Зинаида Михайловна Канониди
Королевская лепёшка
Рыбаки стаскивали лодки в воду, и гравий скрежетал под их ногами.
Ахмет тоже налёг плечом на корму лодки.
— Молодчина! — похвалил его отец. Но когда лодка закачалась на волнах и мальчик полез в неё, остановил сына: — Сегодня тебе нельзя с нами. Останься, сынок.
Ахмет чуть не заплакал. Он шлёпал по воде вслед за лодкой, пока корма не вырвалась из рук.
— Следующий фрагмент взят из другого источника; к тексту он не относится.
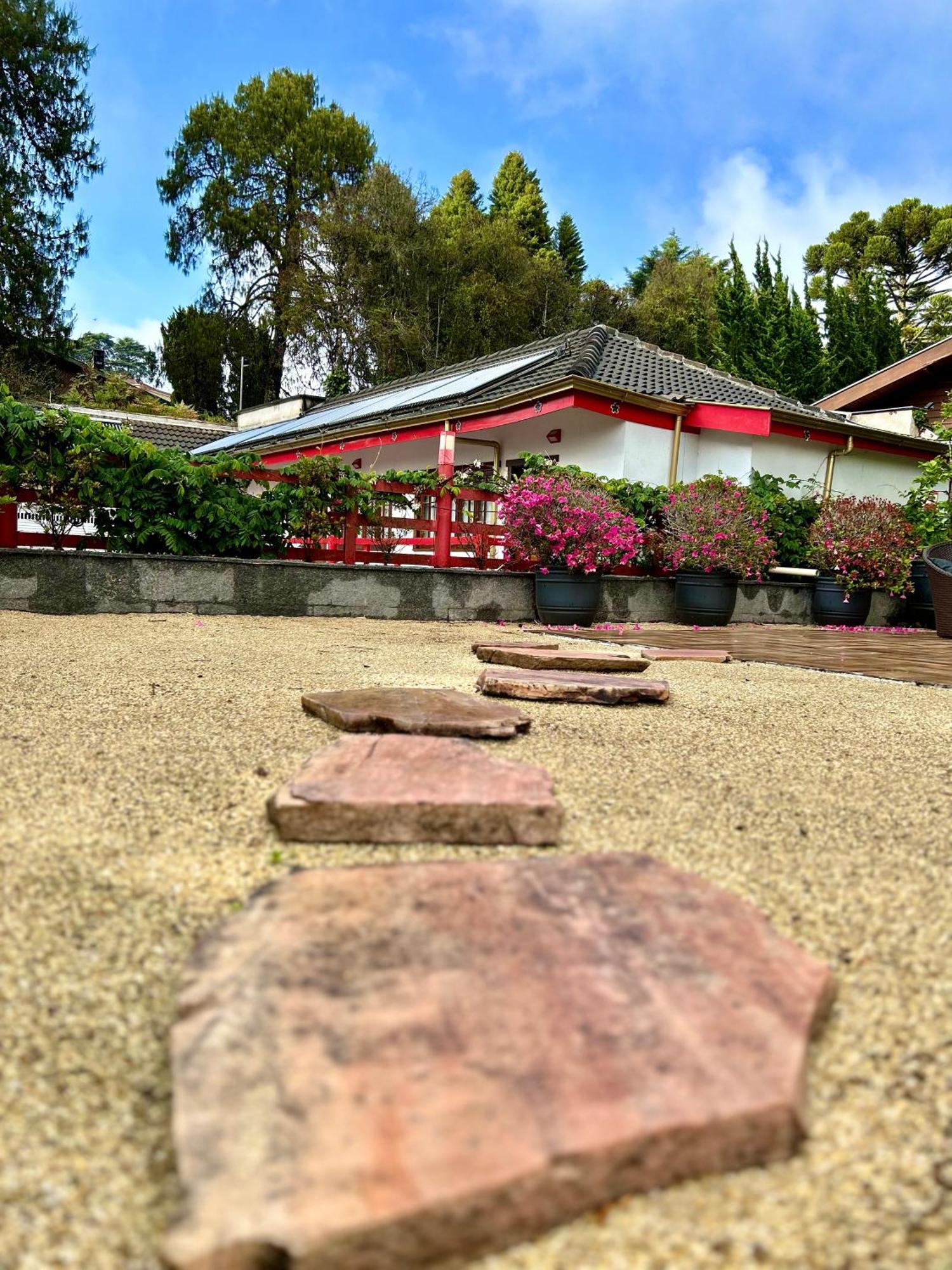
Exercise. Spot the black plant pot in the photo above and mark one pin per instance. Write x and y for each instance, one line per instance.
(833, 609)
(920, 606)
(565, 598)
(704, 599)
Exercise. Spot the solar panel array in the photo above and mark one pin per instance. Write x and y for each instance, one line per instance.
(380, 403)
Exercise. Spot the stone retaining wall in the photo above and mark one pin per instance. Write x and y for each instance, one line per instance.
(86, 582)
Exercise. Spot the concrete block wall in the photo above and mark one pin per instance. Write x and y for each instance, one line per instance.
(86, 582)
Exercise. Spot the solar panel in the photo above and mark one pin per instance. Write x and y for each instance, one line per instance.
(380, 403)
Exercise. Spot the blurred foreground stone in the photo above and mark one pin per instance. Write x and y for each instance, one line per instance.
(385, 1067)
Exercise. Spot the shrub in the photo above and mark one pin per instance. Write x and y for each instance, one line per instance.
(562, 521)
(714, 525)
(864, 543)
(789, 516)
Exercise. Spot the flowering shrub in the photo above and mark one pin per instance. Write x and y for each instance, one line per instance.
(562, 521)
(864, 543)
(714, 524)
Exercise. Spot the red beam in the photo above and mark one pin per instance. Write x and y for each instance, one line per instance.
(729, 418)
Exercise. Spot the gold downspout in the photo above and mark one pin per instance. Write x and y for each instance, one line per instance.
(676, 450)
(831, 464)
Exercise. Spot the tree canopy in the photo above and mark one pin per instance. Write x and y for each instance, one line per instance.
(568, 244)
(247, 180)
(46, 150)
(202, 351)
(908, 251)
(517, 195)
(126, 356)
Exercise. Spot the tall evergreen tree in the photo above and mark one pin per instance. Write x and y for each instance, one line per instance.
(766, 333)
(568, 243)
(676, 299)
(46, 150)
(202, 352)
(461, 205)
(908, 251)
(861, 333)
(517, 195)
(738, 335)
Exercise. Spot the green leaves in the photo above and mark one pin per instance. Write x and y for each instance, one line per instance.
(46, 150)
(908, 251)
(247, 180)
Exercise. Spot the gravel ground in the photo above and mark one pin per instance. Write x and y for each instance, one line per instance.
(138, 752)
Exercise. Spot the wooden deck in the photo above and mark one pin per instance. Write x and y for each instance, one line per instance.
(918, 658)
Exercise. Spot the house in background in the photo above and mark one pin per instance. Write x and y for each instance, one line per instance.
(596, 398)
(163, 431)
(903, 398)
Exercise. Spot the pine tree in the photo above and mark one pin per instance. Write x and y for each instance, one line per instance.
(461, 205)
(46, 150)
(766, 333)
(861, 333)
(738, 335)
(568, 243)
(807, 360)
(517, 195)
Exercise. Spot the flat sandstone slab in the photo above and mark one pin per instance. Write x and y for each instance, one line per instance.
(604, 690)
(379, 1069)
(416, 789)
(496, 643)
(428, 712)
(686, 655)
(562, 660)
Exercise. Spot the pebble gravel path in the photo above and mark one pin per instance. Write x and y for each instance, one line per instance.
(136, 755)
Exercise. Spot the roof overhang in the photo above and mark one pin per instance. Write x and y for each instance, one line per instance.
(889, 378)
(581, 393)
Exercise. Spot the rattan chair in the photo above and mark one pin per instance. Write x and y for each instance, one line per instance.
(941, 585)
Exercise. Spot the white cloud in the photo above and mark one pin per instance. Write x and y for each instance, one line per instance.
(148, 331)
(742, 199)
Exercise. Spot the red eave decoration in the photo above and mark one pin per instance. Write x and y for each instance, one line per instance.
(729, 418)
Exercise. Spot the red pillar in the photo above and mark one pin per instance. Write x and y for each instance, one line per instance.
(445, 501)
(351, 526)
(8, 520)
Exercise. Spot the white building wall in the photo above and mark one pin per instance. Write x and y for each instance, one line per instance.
(591, 441)
(647, 454)
(615, 448)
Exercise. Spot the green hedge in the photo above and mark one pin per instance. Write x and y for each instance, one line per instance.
(144, 498)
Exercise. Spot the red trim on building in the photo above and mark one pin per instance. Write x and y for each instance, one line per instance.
(706, 416)
(624, 411)
(729, 418)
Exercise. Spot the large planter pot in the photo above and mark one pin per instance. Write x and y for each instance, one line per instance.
(565, 598)
(704, 599)
(920, 606)
(833, 609)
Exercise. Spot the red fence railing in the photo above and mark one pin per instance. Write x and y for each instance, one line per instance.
(433, 528)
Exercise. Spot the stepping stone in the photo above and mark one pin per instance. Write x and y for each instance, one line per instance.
(686, 655)
(392, 1067)
(604, 690)
(563, 660)
(487, 643)
(416, 789)
(431, 712)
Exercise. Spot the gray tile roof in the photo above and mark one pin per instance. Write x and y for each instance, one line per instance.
(605, 356)
(597, 354)
(163, 431)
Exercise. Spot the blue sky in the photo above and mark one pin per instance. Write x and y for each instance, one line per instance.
(718, 117)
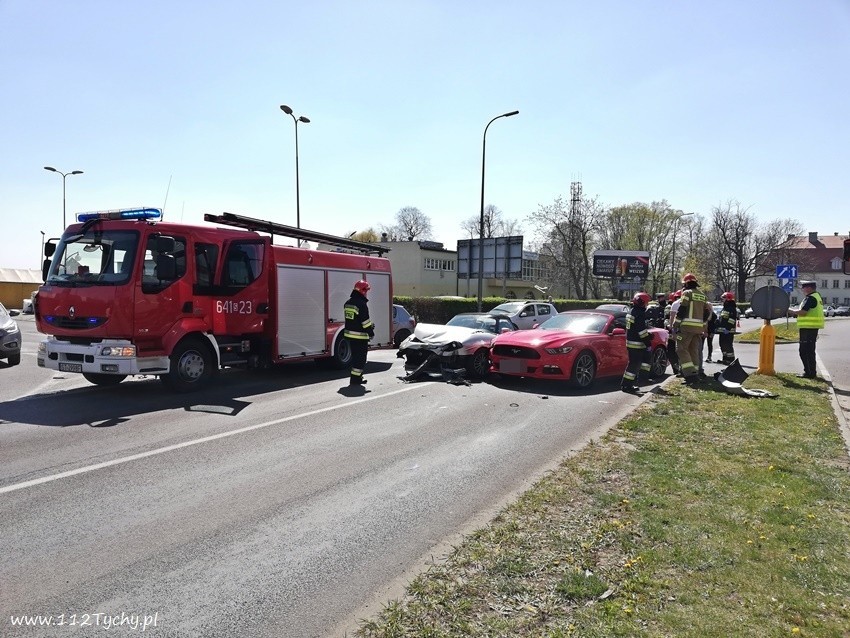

Налегая на вёсла, отец крикнул ему:
— Беги в кузню, к Паше?! Скажи, вернусь с большим уловом, пусть ждёт!.. Понял?
— Понял.
На лодках поставили паруса, и ветер разом наполнил их. Разноцветные паруса быстро уменьшались и, наконец, стали как чёрные точки у самого горизонта.
Ахмет опустил голову. В шипящей пене прибоя он вдруг увидел небольшую, с ладонь, черепашку. Она упрямо выбиралась из воды. Панцирь на ней был тёмный, почти чёрный. На панцире проступали выпуклые прямоугольнички и блестели, как лакированные. А из-под панциря на змеиной шейке вылезала головка — зелёная, с ярко-жёлтыми крапинками, с круглыми глазками.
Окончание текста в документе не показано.